The rest of the crew is a mix of NOAA scientists and Navy personnel, including two women scientists. Naturally, flirting and hookups ensue within 24 hours of their descent.

Once the Bad Things start happening, the two women go from professionals to shrieking, hysterical children. In fairness, by the last quarter of the book, just about every character was described as "screaming" almost all of their dialog.

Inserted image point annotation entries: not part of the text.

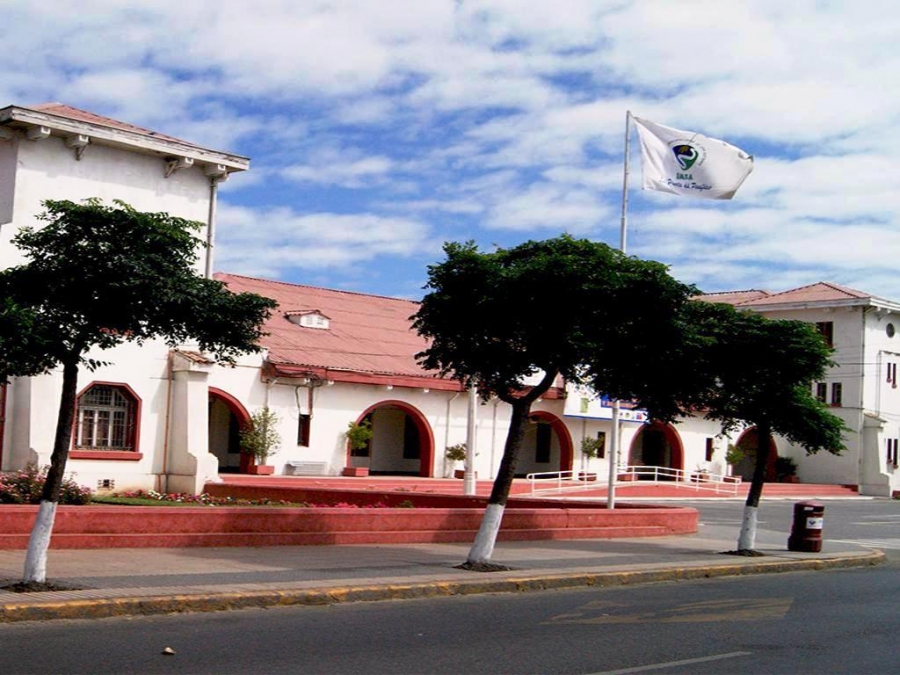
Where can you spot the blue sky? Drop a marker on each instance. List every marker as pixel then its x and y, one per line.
pixel 378 129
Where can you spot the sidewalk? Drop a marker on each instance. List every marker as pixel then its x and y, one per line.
pixel 118 582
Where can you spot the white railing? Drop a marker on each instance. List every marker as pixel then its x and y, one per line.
pixel 688 480
pixel 562 481
pixel 569 481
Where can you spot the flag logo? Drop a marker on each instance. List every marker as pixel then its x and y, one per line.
pixel 686 155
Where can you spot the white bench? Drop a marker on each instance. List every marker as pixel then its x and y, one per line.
pixel 301 468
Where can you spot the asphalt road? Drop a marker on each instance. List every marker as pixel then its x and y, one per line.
pixel 874 523
pixel 814 622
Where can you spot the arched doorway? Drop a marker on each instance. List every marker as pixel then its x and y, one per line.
pixel 227 416
pixel 547 446
pixel 657 444
pixel 747 443
pixel 402 442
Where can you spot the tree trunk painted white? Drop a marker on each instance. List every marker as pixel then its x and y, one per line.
pixel 483 548
pixel 39 543
pixel 747 537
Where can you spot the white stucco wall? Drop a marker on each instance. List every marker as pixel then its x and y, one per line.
pixel 33 171
pixel 46 169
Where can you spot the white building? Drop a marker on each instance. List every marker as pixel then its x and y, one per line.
pixel 861 387
pixel 168 420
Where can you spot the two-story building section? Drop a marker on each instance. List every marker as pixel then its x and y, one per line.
pixel 861 388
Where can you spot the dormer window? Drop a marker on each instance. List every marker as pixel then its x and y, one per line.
pixel 310 318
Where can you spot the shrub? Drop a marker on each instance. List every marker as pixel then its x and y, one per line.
pixel 456 453
pixel 260 438
pixel 25 487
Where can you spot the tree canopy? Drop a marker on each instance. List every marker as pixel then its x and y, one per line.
pixel 563 306
pixel 97 276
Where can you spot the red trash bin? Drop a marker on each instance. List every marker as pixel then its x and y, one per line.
pixel 806 530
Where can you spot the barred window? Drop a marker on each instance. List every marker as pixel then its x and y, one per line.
pixel 105 419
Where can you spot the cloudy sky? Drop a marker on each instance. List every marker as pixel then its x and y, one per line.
pixel 379 129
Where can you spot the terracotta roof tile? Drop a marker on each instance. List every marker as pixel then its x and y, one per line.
pixel 818 292
pixel 733 297
pixel 367 333
pixel 62 110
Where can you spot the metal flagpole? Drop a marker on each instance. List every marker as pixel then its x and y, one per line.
pixel 614 438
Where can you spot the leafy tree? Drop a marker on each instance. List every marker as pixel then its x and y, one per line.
pixel 98 276
pixel 561 307
pixel 762 372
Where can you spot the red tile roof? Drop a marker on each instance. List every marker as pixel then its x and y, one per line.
pixel 819 292
pixel 732 297
pixel 62 110
pixel 367 333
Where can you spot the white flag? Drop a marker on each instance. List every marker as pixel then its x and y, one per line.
pixel 690 164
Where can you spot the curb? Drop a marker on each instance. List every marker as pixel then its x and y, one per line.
pixel 214 602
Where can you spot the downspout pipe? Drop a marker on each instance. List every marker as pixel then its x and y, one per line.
pixel 216 174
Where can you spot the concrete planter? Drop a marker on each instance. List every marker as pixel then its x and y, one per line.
pixel 260 470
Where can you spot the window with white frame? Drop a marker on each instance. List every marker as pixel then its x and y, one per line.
pixel 106 416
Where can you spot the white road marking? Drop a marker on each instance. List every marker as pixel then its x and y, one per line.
pixel 892 544
pixel 673 664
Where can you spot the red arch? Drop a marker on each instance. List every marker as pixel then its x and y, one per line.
pixel 672 438
pixel 566 448
pixel 426 436
pixel 135 430
pixel 237 409
pixel 748 435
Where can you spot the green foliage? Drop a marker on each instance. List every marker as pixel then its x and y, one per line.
pixel 456 453
pixel 260 437
pixel 563 306
pixel 98 276
pixel 359 435
pixel 101 275
pixel 734 455
pixel 25 487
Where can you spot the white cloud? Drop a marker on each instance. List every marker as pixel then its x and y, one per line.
pixel 267 242
pixel 329 166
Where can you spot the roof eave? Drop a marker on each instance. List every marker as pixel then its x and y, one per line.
pixel 813 304
pixel 15 117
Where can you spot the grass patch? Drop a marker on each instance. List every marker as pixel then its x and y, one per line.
pixel 153 498
pixel 120 500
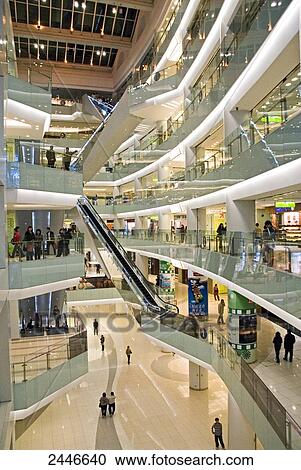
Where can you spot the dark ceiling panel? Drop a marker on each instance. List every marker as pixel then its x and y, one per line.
pixel 64 52
pixel 88 16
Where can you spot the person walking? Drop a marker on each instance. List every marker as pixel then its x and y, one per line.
pixel 217 430
pixel 102 342
pixel 17 242
pixel 38 244
pixel 61 250
pixel 289 341
pixel 95 327
pixel 103 404
pixel 220 232
pixel 128 353
pixel 67 158
pixel 112 400
pixel 29 239
pixel 216 292
pixel 50 241
pixel 277 341
pixel 220 309
pixel 50 155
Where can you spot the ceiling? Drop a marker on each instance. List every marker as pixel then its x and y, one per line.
pixel 70 31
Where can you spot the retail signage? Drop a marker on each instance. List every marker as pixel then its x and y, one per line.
pixel 285 204
pixel 197 297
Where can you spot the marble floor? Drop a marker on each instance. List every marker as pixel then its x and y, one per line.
pixel 155 409
pixel 283 379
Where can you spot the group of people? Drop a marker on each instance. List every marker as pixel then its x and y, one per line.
pixel 35 244
pixel 51 158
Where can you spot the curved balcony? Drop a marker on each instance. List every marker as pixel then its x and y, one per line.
pixel 38 375
pixel 224 69
pixel 41 268
pixel 275 427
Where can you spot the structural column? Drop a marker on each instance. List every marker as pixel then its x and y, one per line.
pixel 198 377
pixel 240 433
pixel 242 325
pixel 196 224
pixel 240 215
pixel 14 319
pixel 142 264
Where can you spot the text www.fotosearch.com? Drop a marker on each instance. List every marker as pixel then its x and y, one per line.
pixel 168 460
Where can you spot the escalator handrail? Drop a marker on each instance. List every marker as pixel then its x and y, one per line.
pixel 133 268
pixel 146 296
pixel 83 201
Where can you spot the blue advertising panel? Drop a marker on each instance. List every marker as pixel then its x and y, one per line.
pixel 197 297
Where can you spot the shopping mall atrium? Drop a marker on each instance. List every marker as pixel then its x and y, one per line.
pixel 153 147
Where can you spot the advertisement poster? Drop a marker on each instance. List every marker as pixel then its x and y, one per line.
pixel 167 277
pixel 197 297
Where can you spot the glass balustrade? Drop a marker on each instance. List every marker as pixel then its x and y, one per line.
pixel 250 27
pixel 265 267
pixel 36 376
pixel 170 77
pixel 39 261
pixel 203 341
pixel 26 366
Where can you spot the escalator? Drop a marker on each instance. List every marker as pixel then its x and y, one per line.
pixel 131 273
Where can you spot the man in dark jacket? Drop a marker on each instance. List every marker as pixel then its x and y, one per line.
pixel 289 341
pixel 50 155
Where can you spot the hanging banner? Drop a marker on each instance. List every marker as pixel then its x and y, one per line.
pixel 197 297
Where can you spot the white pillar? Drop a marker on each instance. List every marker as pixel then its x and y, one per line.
pixel 240 433
pixel 5 384
pixel 198 377
pixel 138 186
pixel 14 319
pixel 163 172
pixel 116 191
pixel 190 157
pixel 165 221
pixel 142 264
pixel 240 215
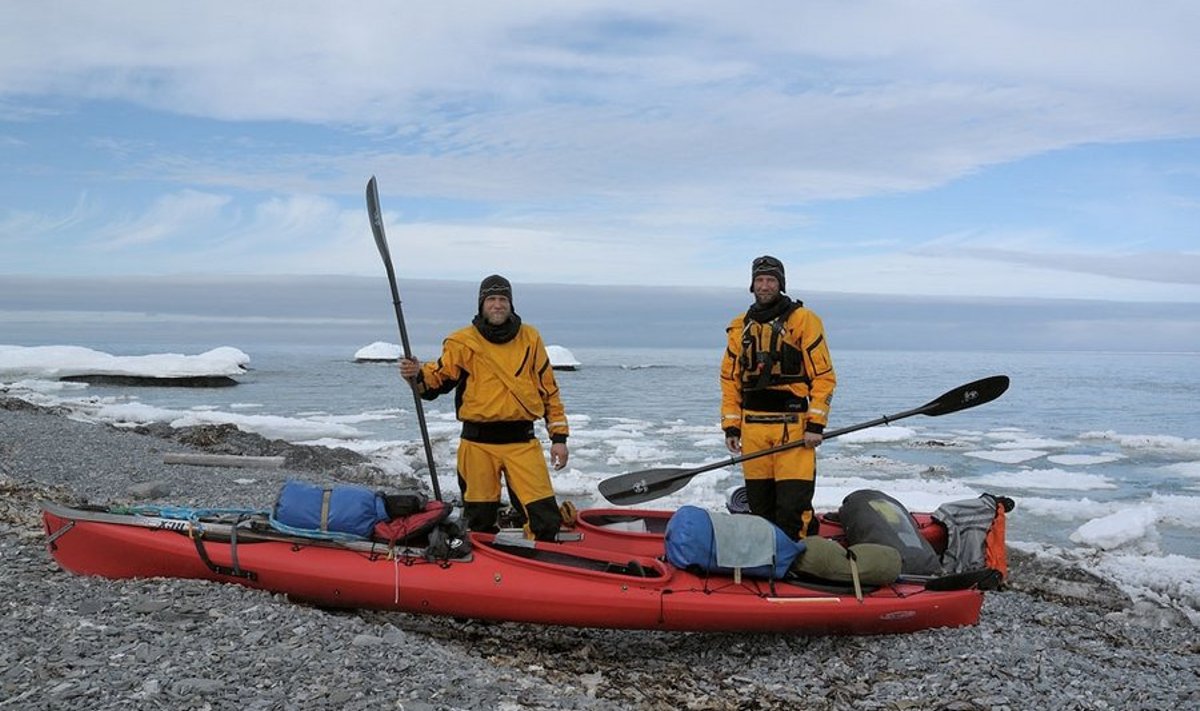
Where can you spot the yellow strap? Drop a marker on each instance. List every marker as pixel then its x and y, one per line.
pixel 324 508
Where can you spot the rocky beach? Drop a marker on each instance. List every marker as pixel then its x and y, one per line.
pixel 1056 638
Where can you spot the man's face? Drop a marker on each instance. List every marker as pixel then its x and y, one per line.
pixel 497 309
pixel 766 288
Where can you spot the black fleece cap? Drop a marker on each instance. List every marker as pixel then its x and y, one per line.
pixel 495 286
pixel 768 264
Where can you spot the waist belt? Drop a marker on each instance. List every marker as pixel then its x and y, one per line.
pixel 780 418
pixel 498 432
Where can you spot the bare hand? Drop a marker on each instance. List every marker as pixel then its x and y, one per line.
pixel 558 455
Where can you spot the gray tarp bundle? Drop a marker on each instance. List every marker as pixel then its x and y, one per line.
pixel 967 523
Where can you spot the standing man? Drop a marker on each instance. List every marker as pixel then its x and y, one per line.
pixel 777 383
pixel 503 383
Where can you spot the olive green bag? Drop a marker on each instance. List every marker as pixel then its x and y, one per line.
pixel 865 563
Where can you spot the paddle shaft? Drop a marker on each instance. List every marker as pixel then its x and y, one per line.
pixel 376 216
pixel 828 435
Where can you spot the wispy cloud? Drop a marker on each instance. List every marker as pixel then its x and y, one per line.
pixel 585 142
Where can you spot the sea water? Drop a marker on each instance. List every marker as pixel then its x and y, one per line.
pixel 1077 437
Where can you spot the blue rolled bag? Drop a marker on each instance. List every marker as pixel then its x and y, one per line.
pixel 729 544
pixel 329 511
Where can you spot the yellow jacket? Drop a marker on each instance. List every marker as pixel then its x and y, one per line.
pixel 498 382
pixel 778 366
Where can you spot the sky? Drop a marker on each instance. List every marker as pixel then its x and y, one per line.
pixel 946 149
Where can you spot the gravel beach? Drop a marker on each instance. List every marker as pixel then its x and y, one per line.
pixel 1057 638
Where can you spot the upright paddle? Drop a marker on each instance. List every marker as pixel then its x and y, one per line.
pixel 651 484
pixel 376 215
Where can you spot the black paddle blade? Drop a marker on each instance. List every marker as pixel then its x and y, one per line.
pixel 969 395
pixel 645 485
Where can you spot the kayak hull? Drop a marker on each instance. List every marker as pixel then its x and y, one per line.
pixel 594 581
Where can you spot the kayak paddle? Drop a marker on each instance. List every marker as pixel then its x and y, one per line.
pixel 649 484
pixel 376 215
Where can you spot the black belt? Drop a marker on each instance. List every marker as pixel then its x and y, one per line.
pixel 498 432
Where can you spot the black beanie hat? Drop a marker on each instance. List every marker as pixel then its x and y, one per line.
pixel 493 286
pixel 767 264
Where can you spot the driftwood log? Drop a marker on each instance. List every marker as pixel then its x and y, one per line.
pixel 226 460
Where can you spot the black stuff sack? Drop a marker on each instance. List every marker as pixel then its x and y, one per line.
pixel 873 517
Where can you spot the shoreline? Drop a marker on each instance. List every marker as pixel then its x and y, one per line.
pixel 101 644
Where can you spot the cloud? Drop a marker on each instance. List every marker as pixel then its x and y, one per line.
pixel 187 213
pixel 586 142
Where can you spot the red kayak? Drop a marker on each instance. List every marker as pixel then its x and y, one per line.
pixel 641 531
pixel 611 573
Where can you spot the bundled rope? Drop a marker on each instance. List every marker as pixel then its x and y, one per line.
pixel 736 501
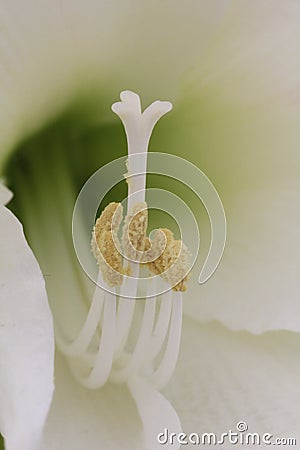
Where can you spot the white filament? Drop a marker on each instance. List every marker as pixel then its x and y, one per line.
pixel 110 316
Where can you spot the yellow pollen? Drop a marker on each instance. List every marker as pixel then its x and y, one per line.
pixel 172 261
pixel 105 244
pixel 134 232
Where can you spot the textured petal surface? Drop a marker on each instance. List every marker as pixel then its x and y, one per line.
pixel 225 377
pixel 26 340
pixel 82 418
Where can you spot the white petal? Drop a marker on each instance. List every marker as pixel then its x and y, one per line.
pixel 256 286
pixel 224 377
pixel 26 340
pixel 81 418
pixel 156 413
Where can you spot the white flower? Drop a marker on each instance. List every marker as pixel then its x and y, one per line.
pixel 231 69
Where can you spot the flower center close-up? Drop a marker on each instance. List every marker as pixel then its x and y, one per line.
pixel 103 349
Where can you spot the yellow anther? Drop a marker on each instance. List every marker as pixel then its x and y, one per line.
pixel 172 261
pixel 105 244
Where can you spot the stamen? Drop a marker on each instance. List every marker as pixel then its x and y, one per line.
pixel 105 242
pixel 172 263
pixel 100 351
pixel 134 232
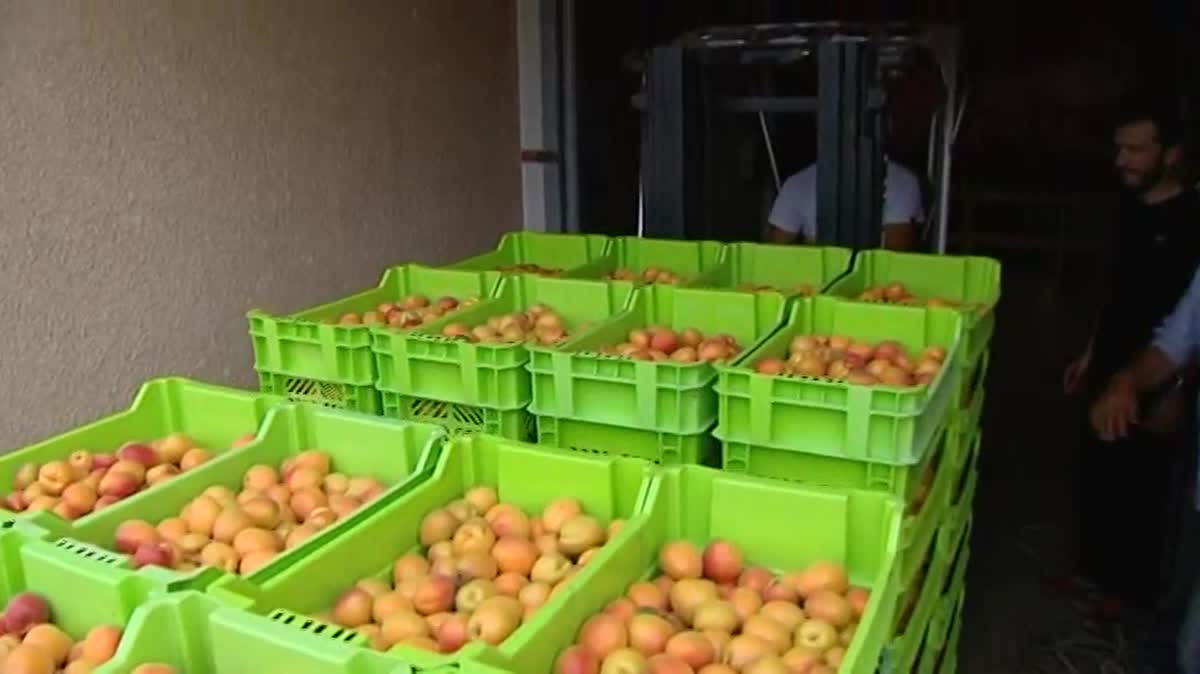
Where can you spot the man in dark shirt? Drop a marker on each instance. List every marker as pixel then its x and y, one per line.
pixel 1126 487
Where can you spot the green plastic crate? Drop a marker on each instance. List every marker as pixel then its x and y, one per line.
pixel 576 381
pixel 325 393
pixel 947 661
pixel 953 595
pixel 696 263
pixel 526 475
pixel 748 266
pixel 961 278
pixel 805 416
pixel 664 449
pixel 78 602
pixel 423 363
pixel 197 635
pixel 211 415
pixel 569 253
pixel 858 529
pixel 909 641
pixel 391 451
pixel 960 511
pixel 303 345
pixel 459 419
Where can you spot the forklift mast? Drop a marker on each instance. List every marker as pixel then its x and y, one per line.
pixel 852 64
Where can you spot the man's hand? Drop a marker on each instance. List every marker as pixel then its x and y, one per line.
pixel 1077 373
pixel 1116 409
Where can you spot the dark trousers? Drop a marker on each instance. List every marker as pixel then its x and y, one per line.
pixel 1129 495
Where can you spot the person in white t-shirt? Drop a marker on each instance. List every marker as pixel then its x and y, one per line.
pixel 795 215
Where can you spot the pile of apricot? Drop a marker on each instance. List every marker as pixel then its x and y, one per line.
pixel 484 567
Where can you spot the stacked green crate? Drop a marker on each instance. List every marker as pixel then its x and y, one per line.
pixel 856 528
pixel 658 260
pixel 659 410
pixel 215 417
pixel 528 476
pixel 792 270
pixel 568 256
pixel 394 453
pixel 323 354
pixel 484 386
pixel 970 283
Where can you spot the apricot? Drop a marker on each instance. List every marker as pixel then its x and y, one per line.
pixel 195 457
pixel 451 633
pixel 786 614
pixel 28 660
pixel 52 641
pixel 306 500
pixel 438 525
pixel 534 595
pixel 433 594
pixel 829 607
pixel 492 624
pixel 693 648
pixel 508 521
pixel 515 555
pixel 132 534
pixel 161 473
pixel 79 497
pixel 228 524
pixel 603 635
pixel 579 534
pixel 353 608
pixel 647 595
pixel 689 594
pixel 261 477
pixel 100 644
pixel 403 625
pixel 557 512
pixel 649 633
pixel 315 459
pixel 252 539
pixel 576 660
pixel 474 536
pixel 510 583
pixel 221 555
pixel 172 529
pixel 202 515
pixel 388 603
pixel 255 560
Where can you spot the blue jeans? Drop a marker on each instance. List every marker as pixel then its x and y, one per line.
pixel 1189 636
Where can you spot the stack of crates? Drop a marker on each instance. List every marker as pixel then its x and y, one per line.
pixel 930 619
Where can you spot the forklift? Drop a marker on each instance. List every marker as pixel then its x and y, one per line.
pixel 700 84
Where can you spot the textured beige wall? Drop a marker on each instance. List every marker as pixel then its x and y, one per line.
pixel 166 164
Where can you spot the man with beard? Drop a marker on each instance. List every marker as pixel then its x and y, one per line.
pixel 1127 499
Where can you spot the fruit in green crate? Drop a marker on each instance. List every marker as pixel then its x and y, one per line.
pixel 34 644
pixel 661 343
pixel 411 311
pixel 85 482
pixel 276 510
pixel 648 275
pixel 529 268
pixel 802 289
pixel 702 621
pixel 841 359
pixel 538 324
pixel 899 294
pixel 479 575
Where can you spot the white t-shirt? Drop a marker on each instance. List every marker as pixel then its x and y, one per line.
pixel 796 206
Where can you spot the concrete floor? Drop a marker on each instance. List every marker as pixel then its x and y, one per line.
pixel 1024 530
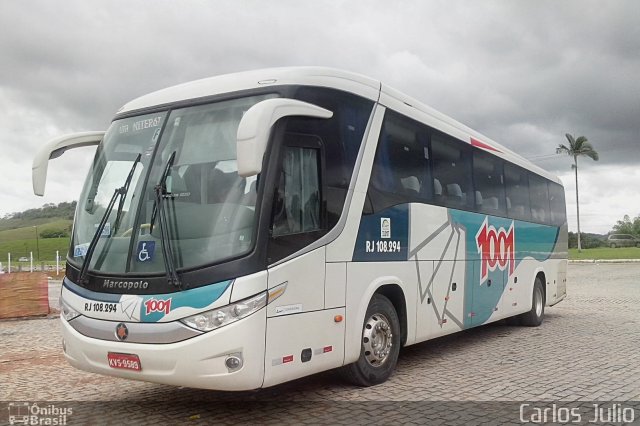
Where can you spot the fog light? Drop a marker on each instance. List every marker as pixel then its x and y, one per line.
pixel 233 362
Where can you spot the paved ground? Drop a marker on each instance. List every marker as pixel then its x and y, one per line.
pixel 588 349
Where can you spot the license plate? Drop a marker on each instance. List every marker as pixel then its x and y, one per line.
pixel 124 361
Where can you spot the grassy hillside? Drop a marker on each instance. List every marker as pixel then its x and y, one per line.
pixel 20 241
pixel 47 249
pixel 28 231
pixel 605 253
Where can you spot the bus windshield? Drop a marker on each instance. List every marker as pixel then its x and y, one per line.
pixel 208 209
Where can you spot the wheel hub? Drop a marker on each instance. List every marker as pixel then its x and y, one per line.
pixel 377 339
pixel 538 302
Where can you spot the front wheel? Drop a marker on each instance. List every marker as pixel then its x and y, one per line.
pixel 380 345
pixel 534 317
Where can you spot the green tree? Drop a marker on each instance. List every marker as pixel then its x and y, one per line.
pixel 627 226
pixel 577 148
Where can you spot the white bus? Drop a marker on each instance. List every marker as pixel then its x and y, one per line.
pixel 245 230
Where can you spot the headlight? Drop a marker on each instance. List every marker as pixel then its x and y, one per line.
pixel 67 312
pixel 216 318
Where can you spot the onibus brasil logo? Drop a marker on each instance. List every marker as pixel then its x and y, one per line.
pixel 496 248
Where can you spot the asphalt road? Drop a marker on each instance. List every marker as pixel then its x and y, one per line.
pixel 588 349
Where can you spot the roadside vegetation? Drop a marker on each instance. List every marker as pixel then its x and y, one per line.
pixel 604 253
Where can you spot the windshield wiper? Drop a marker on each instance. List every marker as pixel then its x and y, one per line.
pixel 159 212
pixel 122 192
pixel 123 195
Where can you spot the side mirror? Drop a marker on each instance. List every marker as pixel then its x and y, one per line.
pixel 55 148
pixel 255 128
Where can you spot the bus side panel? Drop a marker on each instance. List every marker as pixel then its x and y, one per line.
pixel 439 248
pixel 303 344
pixel 519 288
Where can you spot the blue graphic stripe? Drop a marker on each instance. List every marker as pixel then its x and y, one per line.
pixel 88 294
pixel 194 298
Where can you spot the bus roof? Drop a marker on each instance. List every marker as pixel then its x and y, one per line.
pixel 334 78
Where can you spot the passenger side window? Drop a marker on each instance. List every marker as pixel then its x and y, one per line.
pixel 297 199
pixel 489 184
pixel 539 199
pixel 400 171
pixel 451 162
pixel 557 204
pixel 517 186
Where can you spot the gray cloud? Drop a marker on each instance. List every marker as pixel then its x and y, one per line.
pixel 523 73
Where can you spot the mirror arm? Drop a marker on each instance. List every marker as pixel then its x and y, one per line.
pixel 55 148
pixel 255 128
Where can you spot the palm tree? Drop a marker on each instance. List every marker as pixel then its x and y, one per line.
pixel 577 148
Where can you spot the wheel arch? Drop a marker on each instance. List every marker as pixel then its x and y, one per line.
pixel 396 296
pixel 543 277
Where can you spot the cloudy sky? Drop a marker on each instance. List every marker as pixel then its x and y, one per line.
pixel 523 73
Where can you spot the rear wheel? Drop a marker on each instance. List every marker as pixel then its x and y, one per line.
pixel 534 317
pixel 380 345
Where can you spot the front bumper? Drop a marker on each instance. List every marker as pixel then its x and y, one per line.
pixel 198 362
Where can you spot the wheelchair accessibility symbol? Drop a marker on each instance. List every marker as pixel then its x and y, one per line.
pixel 146 250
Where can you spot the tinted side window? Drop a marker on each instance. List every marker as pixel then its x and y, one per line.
pixel 517 186
pixel 557 204
pixel 489 184
pixel 297 201
pixel 451 166
pixel 341 135
pixel 400 172
pixel 539 199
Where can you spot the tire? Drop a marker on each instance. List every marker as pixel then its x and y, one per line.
pixel 534 317
pixel 381 327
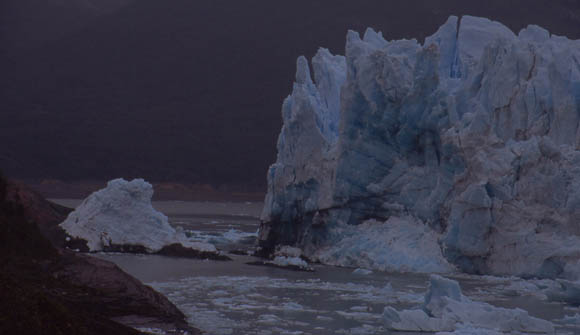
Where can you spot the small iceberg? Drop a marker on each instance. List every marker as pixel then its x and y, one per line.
pixel 446 309
pixel 121 218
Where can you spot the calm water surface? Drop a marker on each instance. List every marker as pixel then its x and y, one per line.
pixel 236 298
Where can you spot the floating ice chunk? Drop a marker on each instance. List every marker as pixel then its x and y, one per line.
pixel 288 251
pixel 446 309
pixel 286 261
pixel 570 320
pixel 120 214
pixel 564 291
pixel 361 272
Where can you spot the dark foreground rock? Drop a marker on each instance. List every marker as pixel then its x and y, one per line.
pixel 48 290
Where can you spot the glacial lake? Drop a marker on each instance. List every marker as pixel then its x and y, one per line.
pixel 236 298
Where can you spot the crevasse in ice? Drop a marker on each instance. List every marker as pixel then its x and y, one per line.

Some parts of the book were convincing, including the eerie descriptions of being in a big metal ball creaking with the strain of pressure at 20,000 feet. The depiction of a sea floor teeming with life in the abyssal depths seems to contradict what actual deep sea explorations have revealed, but I'll grant the author some artistic license. Likewise, the "black smoker" undersea volcano, the bacteria that live within it, and the "whale fall" were all interesting embellishments that would make this book a pretty cool movie.

However, it is definitely more horror than science fiction; the science falls down whenever it gets in the way of the story, and whenever the characters have a choice between doing the smart and professional thing or doing the stupid, tension-ratcheting thing, they never fail to do the stupid thing that makes the situation worse. There is also a lot of clunky exposition, and it seemed highly unlikely to me that a crew expected to spend a year together incommunicado at the bottom of the ocean would be so unfamiliar with each other, their respective jobs, and all the technical details of the ship.

Deep Black Sea, in other words, is lightly entertaining as a medium-dumb monster tale, and anyone who's enjoyed any of the monster flicks churned out by the SyFy channel should have no objections to its lack of verisimilitude or prose quality. Recommended for fans of such classics as Deep Blue Sea, Deep Rising, and Leviathan.

Verdict: Page-turning story with monsters who are freaky and gross, buckets of blood, and an atmospheric, scary, and isolating setting. Unfortunately marred by very mediocre writing, cardboard characters who are too dumb to live, and some suspensions of disbelief that are harder to swallow in a book than a movie. 5/10.